I have an indexer on linux on a physical server, with 100+ forwarders, and local files indexing, it's also my deployment server, and my search-head, with all the users from my AD.
I beefed-up the disk size, multiple cores, RAM... But I still see some complains at startup. How can I tune it ?
here is my starting log in splunkd.log
03-03-2011 21:50:09.027 INFO ulimit - Limit: virtual address space size: unlimited 03-03-2011 21:50:09.027 INFO ulimit - Limit: data segment size: 1879048192 bytes [hard maximum: unlimited] 03-03-2011 21:50:09.027 INFO ulimit - Limit: resident memory size: 2147482624 bytes [hard maximum: unlimited] 03-03-2011 21:50:09.027 INFO ulimit - Limit: stack size: 33554432 bytes [hard maximum: 2147483646 bytes] 03-03-2011 21:50:09.027 INFO ulimit - Limit: core file size: 1073741312 bytes [hard maximum: unlimited] 03-03-2011 21:50:09.027 INFO ulimit - Limit: data file size: 2147483646 bytes 03-03-2011 21:50:09.027 ERROR ulimit - Splunk may not work due to low file size limit 03-03-2011 21:50:09.027 INFO ulimit - Limit: open files: 1024 03-03-2011 21:50:09.027 INFO ulimit - Limit: cpu time: unlimited 03-03-2011 21:50:09.029 INFO loader - Splunkd starting (build 95063).
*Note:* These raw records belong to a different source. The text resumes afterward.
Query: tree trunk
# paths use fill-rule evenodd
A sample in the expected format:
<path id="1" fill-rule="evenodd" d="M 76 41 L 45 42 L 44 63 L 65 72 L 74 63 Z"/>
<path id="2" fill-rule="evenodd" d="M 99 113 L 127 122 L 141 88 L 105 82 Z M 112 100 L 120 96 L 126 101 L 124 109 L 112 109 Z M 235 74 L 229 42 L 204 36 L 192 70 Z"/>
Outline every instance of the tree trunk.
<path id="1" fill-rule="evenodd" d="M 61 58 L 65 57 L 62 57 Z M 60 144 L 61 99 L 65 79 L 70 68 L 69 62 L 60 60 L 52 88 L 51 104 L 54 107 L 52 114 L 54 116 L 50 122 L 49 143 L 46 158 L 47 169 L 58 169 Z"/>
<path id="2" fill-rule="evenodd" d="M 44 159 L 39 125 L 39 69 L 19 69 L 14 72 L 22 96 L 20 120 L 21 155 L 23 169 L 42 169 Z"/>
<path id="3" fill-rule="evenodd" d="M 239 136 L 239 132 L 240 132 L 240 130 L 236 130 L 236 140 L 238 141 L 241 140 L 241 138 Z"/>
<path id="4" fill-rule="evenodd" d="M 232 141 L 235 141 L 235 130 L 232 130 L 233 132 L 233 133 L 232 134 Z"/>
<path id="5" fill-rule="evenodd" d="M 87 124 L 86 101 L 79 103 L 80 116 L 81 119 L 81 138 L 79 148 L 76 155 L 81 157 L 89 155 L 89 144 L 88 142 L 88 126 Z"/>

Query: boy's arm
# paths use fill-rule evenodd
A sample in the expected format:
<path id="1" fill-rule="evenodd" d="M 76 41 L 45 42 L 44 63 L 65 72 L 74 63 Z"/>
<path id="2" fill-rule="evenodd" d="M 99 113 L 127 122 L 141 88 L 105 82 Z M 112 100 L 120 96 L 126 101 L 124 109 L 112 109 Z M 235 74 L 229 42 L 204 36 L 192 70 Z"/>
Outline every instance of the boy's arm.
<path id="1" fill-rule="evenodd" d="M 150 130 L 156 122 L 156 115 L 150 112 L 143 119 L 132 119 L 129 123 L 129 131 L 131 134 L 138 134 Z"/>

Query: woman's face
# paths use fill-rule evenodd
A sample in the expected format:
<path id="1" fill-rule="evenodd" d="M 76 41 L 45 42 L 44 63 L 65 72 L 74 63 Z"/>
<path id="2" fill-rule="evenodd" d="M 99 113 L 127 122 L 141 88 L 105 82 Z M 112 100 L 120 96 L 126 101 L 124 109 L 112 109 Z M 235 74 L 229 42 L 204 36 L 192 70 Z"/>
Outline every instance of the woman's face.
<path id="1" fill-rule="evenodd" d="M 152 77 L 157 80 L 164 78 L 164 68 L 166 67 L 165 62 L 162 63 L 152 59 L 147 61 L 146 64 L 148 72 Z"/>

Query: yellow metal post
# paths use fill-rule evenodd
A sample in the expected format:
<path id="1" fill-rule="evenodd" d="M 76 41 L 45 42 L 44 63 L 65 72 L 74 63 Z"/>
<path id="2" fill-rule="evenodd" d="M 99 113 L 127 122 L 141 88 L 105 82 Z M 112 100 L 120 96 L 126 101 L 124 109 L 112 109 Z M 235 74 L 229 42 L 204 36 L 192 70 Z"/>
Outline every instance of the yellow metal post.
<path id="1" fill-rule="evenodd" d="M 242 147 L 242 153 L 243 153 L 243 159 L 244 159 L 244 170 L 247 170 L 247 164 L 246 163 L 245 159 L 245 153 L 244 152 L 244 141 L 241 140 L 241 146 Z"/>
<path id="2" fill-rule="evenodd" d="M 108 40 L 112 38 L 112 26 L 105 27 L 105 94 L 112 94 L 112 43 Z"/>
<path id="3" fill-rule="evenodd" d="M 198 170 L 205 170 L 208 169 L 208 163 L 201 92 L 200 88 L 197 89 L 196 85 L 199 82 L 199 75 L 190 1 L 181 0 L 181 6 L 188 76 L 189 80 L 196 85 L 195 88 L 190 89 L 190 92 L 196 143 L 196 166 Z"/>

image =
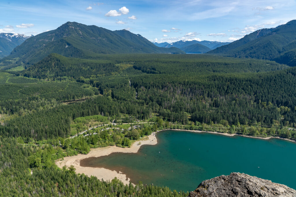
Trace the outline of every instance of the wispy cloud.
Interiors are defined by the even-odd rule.
[[[189,33],[186,33],[186,34],[185,35],[185,36],[189,37],[194,37],[196,36],[197,34],[197,34],[196,32],[189,32]]]
[[[129,10],[125,6],[123,6],[120,9],[119,11],[121,12],[123,14],[127,14],[129,12]]]
[[[222,37],[225,37],[227,36],[227,35],[224,33],[210,33],[209,34],[208,34],[207,35],[208,36],[222,36]]]
[[[274,7],[272,6],[266,6],[264,7],[256,7],[256,8],[253,8],[252,9],[253,10],[257,10],[261,11],[261,10],[271,10],[272,9],[274,9]]]
[[[228,42],[233,42],[234,41],[235,41],[235,40],[238,40],[240,39],[240,38],[234,38],[233,37],[231,37],[229,38],[228,39],[227,39],[227,41],[228,41]]]
[[[0,33],[15,33],[13,26],[12,25],[6,25],[5,28],[0,29]]]
[[[29,28],[29,27],[31,27],[34,26],[34,24],[32,23],[28,23],[26,24],[22,23],[22,25],[16,25],[16,27],[18,28]]]
[[[136,20],[137,19],[137,17],[136,17],[136,16],[133,15],[131,17],[128,17],[128,18],[130,19],[132,19],[132,20]]]
[[[177,28],[175,28],[175,27],[172,27],[170,28],[170,29],[172,30],[175,30],[176,31],[181,31],[182,29],[177,29]]]
[[[125,24],[126,23],[121,20],[120,20],[116,22],[117,24]]]
[[[170,32],[170,31],[169,30],[161,30],[161,31],[163,32]]]
[[[227,15],[234,8],[234,7],[226,7],[208,9],[194,13],[189,17],[189,19],[191,20],[201,20],[220,17]]]

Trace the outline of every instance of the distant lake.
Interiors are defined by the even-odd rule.
[[[202,54],[202,53],[186,53],[186,54]]]
[[[194,190],[203,180],[234,172],[296,189],[295,143],[173,131],[156,136],[157,144],[141,146],[136,153],[90,157],[81,165],[120,171],[133,183],[178,191]]]

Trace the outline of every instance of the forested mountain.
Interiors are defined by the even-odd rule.
[[[219,46],[228,44],[230,43],[223,43],[217,41],[207,41],[203,40],[203,41],[198,41],[198,40],[193,40],[191,41],[188,40],[180,40],[170,44],[163,46],[163,47],[169,48],[170,47],[175,47],[181,49],[181,48],[185,47],[195,44],[200,44],[205,46],[211,49],[213,49]]]
[[[273,60],[296,66],[296,20],[275,28],[258,30],[208,52],[240,58]]]
[[[16,46],[21,44],[30,36],[18,33],[0,33],[0,58],[7,56]]]
[[[208,47],[198,43],[184,47],[180,49],[186,53],[204,53],[211,50]]]
[[[162,47],[166,45],[169,44],[168,43],[167,43],[166,42],[165,42],[164,43],[158,43],[156,42],[153,42],[152,43],[159,47]]]
[[[1,196],[187,196],[160,185],[101,181],[54,161],[91,148],[126,147],[169,128],[296,139],[296,69],[274,61],[51,53],[23,71],[1,71]],[[83,124],[94,117],[101,120]],[[149,123],[132,131],[88,129],[137,120]],[[80,133],[84,129],[87,134]]]
[[[133,34],[126,30],[116,30],[113,32],[134,43],[135,45],[140,46],[139,47],[141,48],[141,50],[143,53],[163,53],[166,52],[168,53],[168,51],[170,51],[171,53],[182,53],[180,50],[175,47],[170,48],[169,50],[159,47],[140,34]]]
[[[101,54],[184,53],[176,48],[158,48],[150,42],[146,45],[145,43],[148,43],[146,39],[127,30],[117,32],[95,25],[68,22],[56,30],[27,39],[2,60],[2,63],[10,63],[11,60],[17,58],[19,61],[31,64],[52,53],[83,58],[91,58]],[[119,35],[120,32],[125,37]],[[135,37],[139,38],[135,39]]]

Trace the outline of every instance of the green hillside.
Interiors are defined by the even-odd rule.
[[[13,49],[28,38],[19,34],[0,33],[0,58],[9,55]]]
[[[10,55],[1,60],[0,66],[10,65],[11,67],[22,63],[31,64],[53,53],[83,58],[92,58],[102,54],[184,53],[178,49],[160,48],[150,42],[145,45],[146,39],[126,32],[124,38],[102,27],[68,22],[56,30],[28,39],[15,48]],[[133,39],[135,36],[138,38]],[[13,64],[12,60],[17,62]]]
[[[296,20],[293,20],[275,28],[258,30],[208,53],[273,60],[295,66],[295,31]]]
[[[186,53],[204,53],[211,50],[208,47],[198,43],[182,47],[180,49]]]

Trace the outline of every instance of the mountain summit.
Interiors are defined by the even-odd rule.
[[[32,36],[19,33],[0,33],[0,58],[9,55],[15,48]]]
[[[263,29],[208,53],[274,60],[296,66],[296,20],[275,28]]]
[[[127,30],[112,31],[95,25],[68,22],[56,29],[28,39],[3,60],[19,58],[22,62],[31,64],[53,53],[83,58],[101,54],[184,53],[175,48],[158,47],[141,35]]]

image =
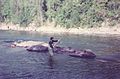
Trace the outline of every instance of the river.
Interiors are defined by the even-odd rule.
[[[11,48],[18,40],[47,42],[50,36],[61,39],[59,45],[91,49],[95,59],[75,58]],[[0,79],[120,79],[120,36],[40,34],[0,31]]]

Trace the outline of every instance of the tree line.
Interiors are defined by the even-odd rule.
[[[66,28],[92,28],[106,19],[120,23],[119,0],[0,0],[0,22],[22,26],[50,21]]]

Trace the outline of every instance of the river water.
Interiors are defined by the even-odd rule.
[[[47,42],[50,36],[61,39],[59,45],[91,49],[95,59],[74,58],[11,48],[18,40]],[[120,79],[120,37],[67,34],[40,34],[0,31],[0,79]]]

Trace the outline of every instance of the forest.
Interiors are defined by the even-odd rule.
[[[0,22],[36,27],[93,28],[120,23],[120,0],[0,0]]]

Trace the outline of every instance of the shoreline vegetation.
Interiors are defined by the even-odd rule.
[[[28,31],[49,34],[120,35],[120,28],[118,26],[66,29],[59,26],[54,27],[53,24],[47,24],[41,27],[35,27],[34,24],[31,24],[28,27],[21,27],[18,24],[14,25],[12,23],[0,23],[0,30]]]
[[[120,0],[0,0],[0,29],[120,35]]]

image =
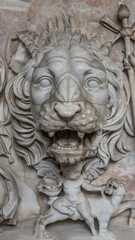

The culprit is your server ulimit. This is a classic problem with linux boxes, a real dedicated server needs higher limits.
To check your limits,
ulimit -a # if you are running splunk under another user su myuserrunningsplunk ulimit -a # or restart splunk and check grep ulimit $SPLUNK_HOME/var/log/splunk/splunkd.log
the 2 critical values are :
the file size (ulimit -f), because the size of a uncompressed bucket files can be very high. This is why splunk was complaining at launch or you.
the number of open files (ulimit -n), also named number of file descriptors. This one is very important in your case, because splunk is consuming a lot or file descriptors. Increase the value to at least 2048 or more (depending of your server capacity, I usually multiply by 10 to 10240 or 102400 or even unlimited for dedicated high-end production servers)
the number of user processes (ulimit -u) this is one if linked to the number of users and concurrent searches, it it is recommended to have more than 1024, 10000 is a good start
To have an estimation, consider that you may concurrently need a file descriptors for: every forwarder socket, every deployment client socket, each bucket can use 10 to 100 files, every search will consume up to 3, every file to be indexed, every user connected ...
How to change the file descriptor ulimit, by example to 10240 ?
splunkuser hard nofile 20240 splunkuser soft nofile 10240
Don't forget to restart splunk after, and double check for ulimit in splunkd.log to confirm that the new value is detected (in particular if splunk is not running as root).
Remarks :
Re-load the new setting either by restarting the box or else issue command
/sbin/sysctl -p
This one is quite old - but still wrong - therefore the downvote.
sysctl -p
-command load kernel settings from /etc/sysctl.conf
. That's different from the user-specific settings in /etc/security/limits.conf
, which are not read by this command. Instead one has to logoff and logon again.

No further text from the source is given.